Bob Couch replies: I do use wet-dry paper in my Waterlox finishing process but not during application, only during rubbing out once the piece has cured.
I would think that using abrasive paper would add loose wood fibers to the finish when you want a dust free clean surface during the finishing process.
The process for applying Waterlox (furniture not turned pieces) I have had the most success with, starts with a surface that has had the grain raised with water and scuff sanded with the next higher grit than my final grit. My final grit is usually 220 or 320. If I have end grain that will be finished, I may go up to 400 or 600 on just the end grain and do a wash coat with dewaxed shellac before finish. This helps keep the end grain from being much darker.
Waterlox will penetrate the wood surface very nicely so I want my first coat to really saturate the wood before it dries and won’t absorb and further. To accomplish that, I use a foam brush to apply a heavy coat and continue to brush on additional coats to any areas that soak up the Waterlox more than other areas.
I will let the first coat cure for a minimum of 24 hrs. If there are any rough areas, I will scuff sand them with 320 before adding my additional coats.
I have the best results with a good quality foam brush when adding coats. After 3-4 coats, I will usually wet sand with 320 or 400 wet-dry paper before adding another 2-4 coats depending on how open the grain is and if I’m using finish to level it.
After a minimum of a week’s time to cure, wet sanding with a cork or felt block helps to keep an even pressure and the wet-dry paper won’t load up and damage the finish. I will usually will start with 600 or 800 paper and go up to 2000 or 2500 grit.

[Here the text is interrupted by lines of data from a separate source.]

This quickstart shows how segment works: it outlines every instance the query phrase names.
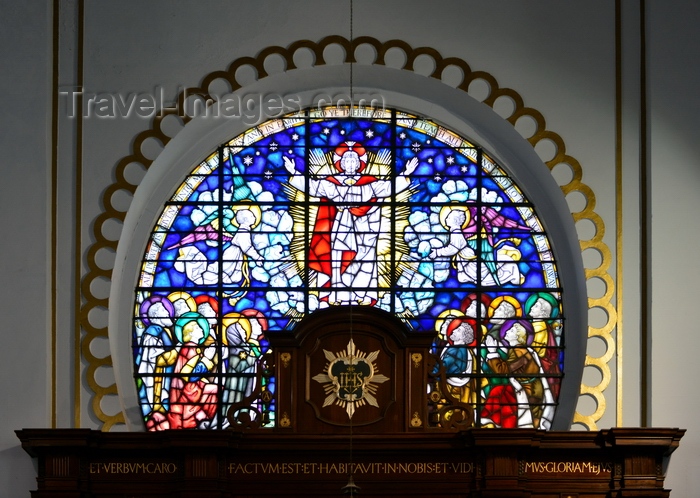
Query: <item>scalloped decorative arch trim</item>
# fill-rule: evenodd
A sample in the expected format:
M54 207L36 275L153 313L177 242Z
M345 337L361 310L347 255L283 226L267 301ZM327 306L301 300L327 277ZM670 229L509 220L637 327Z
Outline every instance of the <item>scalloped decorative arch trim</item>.
M434 63L434 69L429 74L430 78L438 81L443 81L443 77L448 71L454 74L454 69L457 73L461 73L461 81L452 85L458 90L469 93L470 89L474 91L475 83L478 82L481 88L486 87L488 93L479 100L484 104L494 107L501 100L509 101L512 112L509 116L504 117L511 125L516 126L520 120L526 120L534 123L534 131L526 139L536 148L538 144L548 144L549 148L554 148L551 158L545 161L545 164L550 170L556 167L564 167L569 170L570 180L568 183L561 185L561 190L564 195L569 195L573 192L578 192L586 199L586 205L578 212L572 213L574 221L578 224L586 221L592 225L593 235L587 240L580 240L581 251L593 250L600 255L600 265L597 268L586 268L586 279L598 279L605 285L605 291L602 296L588 299L589 311L597 309L603 312L606 317L606 323L601 327L589 327L588 337L600 338L606 345L606 351L602 356L591 357L586 355L585 365L592 367L600 372L600 383L595 386L581 385L580 395L593 398L595 409L592 413L582 414L578 411L574 416L574 424L580 424L588 430L596 430L597 422L601 419L606 409L606 399L604 396L605 389L609 386L611 380L611 371L609 362L615 354L615 340L612 332L617 324L617 310L615 309L612 300L615 286L612 276L608 270L611 266L612 255L610 249L603 243L603 235L605 226L602 218L595 212L595 194L592 189L582 182L582 168L579 162L573 157L566 154L566 147L562 138L555 132L547 130L544 117L540 112L530 107L526 107L522 97L510 88L501 88L496 79L484 71L473 71L467 62L457 57L443 57L440 53L430 47L412 48L408 43L402 40L389 40L381 42L371 37L359 37L348 40L342 36L329 36L323 38L319 42L310 40L299 40L288 47L271 46L262 50L255 57L240 57L234 60L224 71L214 71L206 75L199 87L191 87L183 90L177 98L177 106L171 109L163 109L159 115L153 118L151 127L139 133L132 146L131 154L122 158L115 166L114 183L109 185L102 197L103 211L95 218L93 223L93 238L94 243L87 250L87 271L81 281L81 297L83 305L80 310L80 325L82 328L82 341L80 345L81 356L86 362L85 379L87 387L90 391L91 409L94 416L102 422L102 430L108 431L114 425L124 422L124 416L121 411L116 413L108 413L103 409L103 402L106 397L118 396L117 386L115 382L109 385L101 385L96 377L98 368L112 365L111 356L98 357L91 351L91 343L97 338L107 338L107 327L101 324L93 323L91 320L91 311L99 308L107 308L107 299L100 298L92 292L92 284L98 280L107 280L111 285L112 268L102 268L97 264L97 255L100 251L116 251L117 240L111 240L105 236L106 224L117 223L121 224L126 216L126 211L120 210L115 206L113 197L119 192L128 192L134 194L138 187L138 182L132 183L127 180L126 170L128 167L141 166L145 170L153 163L152 159L148 159L143 153L142 148L144 142L149 139L155 139L163 146L177 134L179 127L173 133L169 131L171 126L169 121L175 119L179 124L187 124L191 118L184 112L186 98L196 95L205 100L214 99L210 95L209 88L216 80L223 80L230 85L232 91L243 88L245 85L238 81L238 70L243 67L250 67L257 74L257 80L264 79L269 76L265 68L265 61L274 57L284 62L283 71L293 71L298 69L298 64L295 62L295 56L302 52L311 52L311 66L322 66L327 64L326 49L328 47L340 47L345 56L342 63L357 63L355 55L359 47L371 47L374 52L374 60L370 62L372 65L392 66L403 71L416 71L417 59L419 57L427 57ZM402 62L398 65L392 65L388 62L387 55L393 51L398 51L402 54ZM391 57L392 61L396 57ZM532 128L532 126L530 126ZM115 403L115 405L117 405Z

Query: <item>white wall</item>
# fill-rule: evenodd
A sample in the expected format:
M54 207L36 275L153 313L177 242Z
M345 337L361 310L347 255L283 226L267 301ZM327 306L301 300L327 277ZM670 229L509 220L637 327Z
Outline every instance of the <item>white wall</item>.
M695 317L700 265L700 43L694 35L700 5L649 12L649 122L651 161L652 385L651 423L688 429L674 454L669 482L675 496L700 489L700 410L694 366L700 355Z
M0 496L9 497L29 496L28 486L34 485L36 475L13 430L51 422L47 372L51 16L46 5L36 2L4 2L0 10L0 46L6 47L0 78Z
M645 308L639 302L637 258L642 247L634 220L638 209L639 149L635 125L638 75L634 58L636 9L623 2L625 25L625 219L616 226L615 216L615 11L614 2L597 0L574 3L557 0L530 2L444 1L432 13L425 3L384 1L354 2L354 36L369 35L380 41L402 39L412 47L428 46L443 57L466 60L474 70L493 75L501 86L516 90L525 105L540 111L549 129L563 138L567 153L581 163L583 181L596 195L596 212L606 226L604 241L615 256L618 231L625 248L623 425L639 423L637 325ZM635 2L636 3L636 2ZM699 265L688 241L697 237L698 211L695 186L697 167L696 84L700 69L693 65L698 53L695 27L700 7L686 1L683 8L666 7L650 0L648 64L651 115L650 160L653 217L651 264L653 304L653 382L651 423L691 429L681 442L667 481L673 496L692 496L700 488L700 435L692 430L697 413L694 378L686 372L697 358L691 334L692 283L698 281ZM77 1L61 4L59 31L61 56L59 84L75 84L77 47L75 23ZM84 85L88 92L154 92L163 88L172 97L179 87L197 86L201 78L225 69L234 59L254 56L271 45L293 41L318 41L328 35L349 37L349 4L341 1L207 3L153 1L86 2L84 12ZM82 256L92 244L91 224L101 212L101 194L113 182L117 162L130 154L135 135L150 123L129 119L86 119L82 136L82 161L75 162L76 121L61 115L59 121L58 175L53 179L51 110L52 41L51 2L27 5L3 1L0 18L2 55L0 78L1 170L5 182L0 196L0 233L3 242L1 291L6 319L3 348L11 351L0 369L4 381L0 394L0 496L28 496L34 488L34 470L22 452L13 430L46 427L56 421L68 427L77 419L83 427L99 427L90 407L90 389L83 380L74 393L74 362L71 354L74 306L73 288L76 250ZM671 10L673 10L671 12ZM78 23L77 27L81 24ZM61 105L65 102L61 101ZM65 109L62 107L61 112ZM76 171L80 212L69 192ZM63 194L56 199L57 223L52 226L51 185ZM71 222L78 219L80 226ZM58 234L51 244L52 230ZM680 242L676 238L680 236ZM79 247L74 247L78 241ZM669 241L673 241L669 243ZM57 268L50 265L52 253ZM52 308L50 283L60 293ZM39 312L37 312L39 310ZM51 375L52 319L60 324L56 336L55 365ZM667 331L673 335L667 337ZM681 345L681 341L685 342ZM128 341L128 338L125 340ZM664 342L666 341L666 342ZM596 345L595 347L599 347ZM106 343L98 349L106 348ZM104 351L103 351L104 352ZM32 369L25 372L25 366ZM618 398L616 368L606 391L607 408L600 428L616 425ZM683 375L685 373L685 375ZM109 372L104 374L109 382ZM677 386L677 387L675 387ZM20 394L21 393L21 394ZM52 396L57 409L52 408ZM77 400L80 412L73 412ZM109 406L106 409L118 409Z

You can find these grits at Klingspor, which is where I buy pretty much all of my abrasives—woodworkingshop.com.
Once the finish is level, depending on the sheen I’m looking for, I will use 0000 steel wool to apply a good quality furniture wax followed by rubbing out the surface with a white Scotch-Brite pad to burnish and bring the surface back up to the sheen I’m looking for be it a soft gloss or a high gloss finish.